The process of referencing may seem rather complicated. However, in order to assess your work and give you helpful feedback, your marker needs a clear sense of what ideas you have developed for yourself, and what comes from other sources. As you learn to produce university-level work, you are developing the skills to allow you to participate within wider communities of scholars. Here, new knowledge and understanding is partly developed by building on the work of others. By properly acknowledging earlier work, you give credit where it’s due and help to maintain the integrity and credibility of academic research in your particular area. Clear referencing also allows readers to learn about the wider literature through your work. Understanding how previous scholars have contributed to the literature makes it much easier to make sense of the current state of play.
Sometimes even when students know what plagiarism is, they find it hard to know what to do instead. You may wonder what you can add to the debate on a topic when the authors whose work you are reading seem to know much more than you. One way to learn how to deal with this is to pay close attention to the ways in which your lecturers generate arguments or support their points.
Students sometimes wonder where to draw the line between discussing their ideas with their peers (which can be an excellent learning experience) and unacceptable collusion. The time to be particularly careful is when you are preparing work for assessment. You need to be certain that the work you submit represents your own process of engagement with the question set. You may get into difficulty if, for example, reading another students’ plan for their work influences your own. Assisting another student to plagiarise is also an offence.

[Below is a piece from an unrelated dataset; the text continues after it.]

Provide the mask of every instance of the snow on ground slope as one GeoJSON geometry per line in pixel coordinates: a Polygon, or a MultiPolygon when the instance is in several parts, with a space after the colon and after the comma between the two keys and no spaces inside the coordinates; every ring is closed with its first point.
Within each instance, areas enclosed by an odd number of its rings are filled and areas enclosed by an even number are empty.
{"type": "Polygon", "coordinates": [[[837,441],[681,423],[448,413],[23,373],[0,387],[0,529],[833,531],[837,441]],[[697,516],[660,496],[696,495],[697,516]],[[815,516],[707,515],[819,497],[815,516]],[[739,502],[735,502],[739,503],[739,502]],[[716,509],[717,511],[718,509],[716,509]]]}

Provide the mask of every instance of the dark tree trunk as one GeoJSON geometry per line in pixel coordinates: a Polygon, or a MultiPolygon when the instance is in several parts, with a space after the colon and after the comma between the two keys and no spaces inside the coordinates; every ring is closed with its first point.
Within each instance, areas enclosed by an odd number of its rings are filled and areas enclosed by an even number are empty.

Accidental plagiarism is sometimes a result of not coming to terms with how to study effectively at university. For example, the ways in which students take notes sometimes makes it difficult to distinguish later between verbatim quotes, paraphrased material, and their own ideas. A student may also plagiarise unintentionally because they have been feeling daunted by an assignment and so have put it off until they have to rush to meet the deadline.
You should also avoid self plagiarism, defined as material that is re-used verbatim in different essays by the same student, whether on the same course or on a different course. In connection with this, essays or portions of essays should not be posted on an individual's website or a similar forum before they have gone through Turnitin and been marked in the usual way.